Election stuff

On a more serious note, there's been a lot of excitement about the Democrats taking back Congress after some 12-odd years. I think it's great that they won, but I think their victory is causing a bit of oversight on a critical issue that has totally vanished since election day, i.e. the significant issues that were cropping up with electronic voting platforms.

Given the slim margins and the intense polarization of recent elections, you would think that any hint of a miscount would be blasted out to the public. Maybe it has, and I just haven't noticed it because I've been working until midnight for the past two weeks. But my sense is that the discussion has been more about the Dems coming to power, Rumsfeld resigning, and Pelosi becoming the first female speaker of the house. Given the overwhelming feeling that this election went the right way, it seems a little bit inappropriate to talk about how things in the election went wrong.

I'm not saying that the election was stolen or that there was massive vote-theft. But there are some things that are worrying. This catalog of voting-issues news stories includes several troubling items, such as:

* Williamson County. iVotronic touch screen machines count every vote three times.
* Marion County. Doris Anne Sadler, Marion County Clerk, is unable to retrieve the votes from 520 ES&S iVotronic machines
* Waterville. Diebold scanners malfunction. Results show 27,000 votes in a town with 16,000 registered voters.
* Lancaster County. A third of the county's 232 polling stations experienced malfunctions on the Hart InterCivic eScan ballot scanners. In many cases, the memory cards were test cards, not set up for election results.
* Knox County. Circuitry in a Hart InterCivic eSlate fails, calling into question over 2600 e-ballots. Knox County Election Commission Chair Pamela Reeves explains what happened to the machine. "Apparently, what it did was it smoked. I don't know what caused it to smoke, but it was literally smoking. So they unhooked it at the time.

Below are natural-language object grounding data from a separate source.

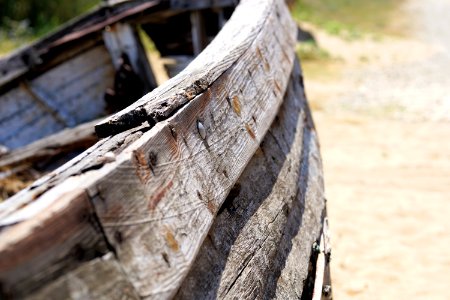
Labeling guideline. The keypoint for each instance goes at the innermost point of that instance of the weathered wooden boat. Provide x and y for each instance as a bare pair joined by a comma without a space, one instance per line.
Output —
210,186
89,68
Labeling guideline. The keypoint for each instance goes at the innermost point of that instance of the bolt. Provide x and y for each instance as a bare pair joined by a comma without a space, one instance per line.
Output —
316,248
326,291
201,129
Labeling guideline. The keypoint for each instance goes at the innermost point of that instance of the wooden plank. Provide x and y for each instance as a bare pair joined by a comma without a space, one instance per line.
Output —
67,95
157,198
82,29
101,278
56,240
229,45
259,246
79,137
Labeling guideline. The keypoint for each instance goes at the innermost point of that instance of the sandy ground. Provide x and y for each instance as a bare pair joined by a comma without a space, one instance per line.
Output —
383,116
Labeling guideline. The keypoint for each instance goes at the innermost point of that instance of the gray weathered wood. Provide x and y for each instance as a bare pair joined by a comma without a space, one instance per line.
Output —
101,278
260,243
81,136
62,236
155,195
229,45
66,95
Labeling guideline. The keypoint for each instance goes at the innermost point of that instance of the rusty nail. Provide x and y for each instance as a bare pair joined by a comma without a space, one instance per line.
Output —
326,291
201,129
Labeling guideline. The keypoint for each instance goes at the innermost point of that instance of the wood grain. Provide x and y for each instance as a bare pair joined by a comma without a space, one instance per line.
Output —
260,243
156,200
225,50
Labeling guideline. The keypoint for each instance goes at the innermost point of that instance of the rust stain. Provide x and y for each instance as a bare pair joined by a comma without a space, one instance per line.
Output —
236,105
250,131
142,170
259,53
171,241
277,86
154,200
266,66
263,59
211,207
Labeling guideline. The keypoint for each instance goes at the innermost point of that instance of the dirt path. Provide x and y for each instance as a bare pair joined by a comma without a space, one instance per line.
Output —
383,116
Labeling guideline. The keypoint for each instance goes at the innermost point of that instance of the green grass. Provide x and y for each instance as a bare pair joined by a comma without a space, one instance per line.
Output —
23,21
347,18
310,51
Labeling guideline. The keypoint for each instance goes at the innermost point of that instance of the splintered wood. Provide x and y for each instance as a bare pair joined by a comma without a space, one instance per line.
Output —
141,214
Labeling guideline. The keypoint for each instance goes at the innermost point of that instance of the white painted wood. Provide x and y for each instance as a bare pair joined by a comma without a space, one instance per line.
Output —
156,200
67,95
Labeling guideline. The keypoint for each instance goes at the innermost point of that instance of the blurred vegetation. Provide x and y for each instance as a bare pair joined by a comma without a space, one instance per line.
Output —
22,21
348,18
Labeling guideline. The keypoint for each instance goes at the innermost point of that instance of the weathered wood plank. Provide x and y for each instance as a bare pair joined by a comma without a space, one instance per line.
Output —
229,45
260,243
62,236
157,198
101,278
67,95
79,137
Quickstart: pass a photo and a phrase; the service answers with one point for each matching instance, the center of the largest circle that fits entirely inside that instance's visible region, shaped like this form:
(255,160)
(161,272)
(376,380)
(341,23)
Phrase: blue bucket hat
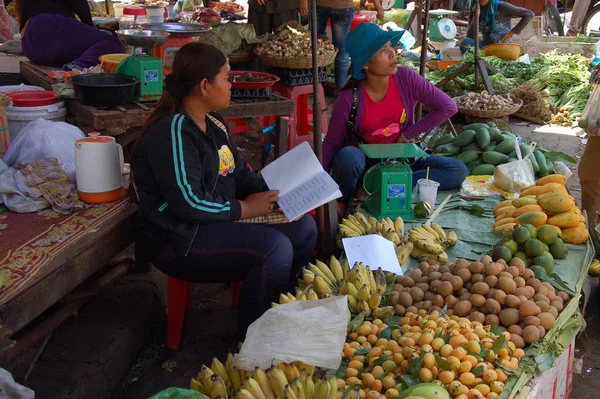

Of course, we don't read the votes and we didn't know there was a problem until we went to read the votes Tuesday night."

And so on. According to an article in the Miami Herald, 18,382 votes either weren't cast or were miscounted in Sarasota county. Unfortunately, the voting was electronic and has no paper trail, closing out the possibility of a recount. Given that the 2000 election came down to some 500 votes in Florida, I think this should be a fairly serious concern for anyone that cares about who gets elected.

So, hurray for the Democrats and all of them getting elected. Let's just hope that they're secure enough in their victory to demand an investigation into voting practices in preparation for 2008.